The Four Winds by Kristin Hannah – Texas, 1921.  A time of abundance.  The Great War is over, the bounty of the land is plentiful, and America is on the brink of a new and optimistic era.  But for Elsa Wolcott, deemed too old to marry in a time when marriage was a woman’s only option, the future seems bleak.  Until the night she meets Rafe Martinelli and decides to change the direction of her life.  With her reputation in ruins, there is only one respectable choice: marriage to a man she barely knows.  By 1934, the world has changed: Millions are out of work, and drought has devastated the Great Plains.  Farmers are fighting to keep their land and their livelihoods as crops fail and water dries up and the earth cracks open.  Dust storms roll relentlessly across the plains.  Everything on the Martinelli farm is dying, including Elsa’s tenuous marriage; each day is a desperate battle against nature and a fight to keep her children alive.  In this uncertain and perilous time, Elsa like so many of her neighbours must make an agonizing choice: Fight for the land she loves or leave it behind and go west, to California, in search of a better life for her family.

Pretty Little Wife by Darby Kane – Lila Ridgefield lives in an idyllic college town, but not everything is what it seems.  Lila isn’t what she seems.  A student vanished months ago.  Now Lila’s husband, Aaron, is also missing.  At first these cases are treated as horrible coincidences, until it’s discovered that the student is really the third of three unexplained disappearances over the last few years.  The police are desperate to find the connection, if there even is one.  Little do they know they might be stumbling over only part of the truth.  With the small town in an uproar, everyone is worried about the whereabouts of the beloved high school teacher.  Everyone except his wife.  Lila is more confused – because she was the last person to see her husband’s body and it’s gone…

The Absolute Book by Elizabeth Knox – Taryn Cornick believes that the past – her sister’s violent death and her own ill-conceived revenge - is behind her and she can get on with her life.  She has written a successful book about the things that threaten libraries: insects, damp, light, fire, carelessness, and uncaring…but not all of the attention it brings is good.  A policeman, Jacob Berger, questions her about a cold case.  Then there are questions about a fire in the library at her grandparents’ house and an ancient scroll box known as the Firestarter, as well as threatening phone calls and a mysterious illness.
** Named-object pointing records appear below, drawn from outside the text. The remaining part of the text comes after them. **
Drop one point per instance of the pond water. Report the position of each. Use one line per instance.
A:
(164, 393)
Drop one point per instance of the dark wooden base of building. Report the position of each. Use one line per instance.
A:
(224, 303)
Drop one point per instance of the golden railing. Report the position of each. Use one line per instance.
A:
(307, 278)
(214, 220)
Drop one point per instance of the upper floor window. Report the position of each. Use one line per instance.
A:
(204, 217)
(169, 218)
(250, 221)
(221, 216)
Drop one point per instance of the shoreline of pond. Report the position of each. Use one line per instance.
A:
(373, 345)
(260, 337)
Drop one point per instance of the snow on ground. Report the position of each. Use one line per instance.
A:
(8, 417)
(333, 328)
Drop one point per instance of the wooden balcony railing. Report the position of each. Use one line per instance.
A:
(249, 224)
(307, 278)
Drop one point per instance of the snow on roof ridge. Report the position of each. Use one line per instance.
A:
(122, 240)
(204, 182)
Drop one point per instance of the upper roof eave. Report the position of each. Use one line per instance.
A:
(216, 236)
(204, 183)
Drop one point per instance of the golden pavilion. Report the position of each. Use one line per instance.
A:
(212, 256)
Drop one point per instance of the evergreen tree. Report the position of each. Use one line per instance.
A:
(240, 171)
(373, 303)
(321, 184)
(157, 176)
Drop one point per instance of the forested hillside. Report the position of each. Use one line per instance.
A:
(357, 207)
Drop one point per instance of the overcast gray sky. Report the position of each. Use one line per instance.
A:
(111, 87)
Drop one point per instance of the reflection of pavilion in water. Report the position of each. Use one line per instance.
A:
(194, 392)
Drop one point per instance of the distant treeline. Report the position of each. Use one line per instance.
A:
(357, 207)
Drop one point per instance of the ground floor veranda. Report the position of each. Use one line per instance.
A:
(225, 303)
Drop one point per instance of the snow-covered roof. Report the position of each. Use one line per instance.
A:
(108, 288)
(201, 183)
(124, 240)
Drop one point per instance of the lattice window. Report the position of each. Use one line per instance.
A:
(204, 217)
Finally a shadowy young man named Shift appears, forcing Taryn and Jacob toward a reckoning felt in more than one world.

The Paris Library by Janet Skeslien Charles - Paris, 1939.  Young, ambitious, and tempestuous, Odile Souchet has it all: a handsome police officer beau, a new best friend, a twin brother whom she adores, and a dream job at the American Library in Paris, working alongside the Library’s legendary Directress, Dorothy Reeder.  When World War II breaks out, Odile stands to lose everything she holds dear.  After the Nazi army marches into the City of Light and declares a war on words, Odile and fellow librarians join the Resistance with the best weapons they have: books.  Again and again, they risk their lives to help their Jewish readers – but, by the war’s end, Odile tastes the bitter sting of unspeakable betrayal.  Montana, 1983.  Odile’s solitary existence in gossipy small town Montana is unexpectedly interrupted by her neighbour Lily, a lonely teenager craving adventure.  Odile helps her navigate the troubled waters of adolescence by always recommending the right book at the right time, never suspecting that Lily will be the one to help her reckon with her own terrible secret.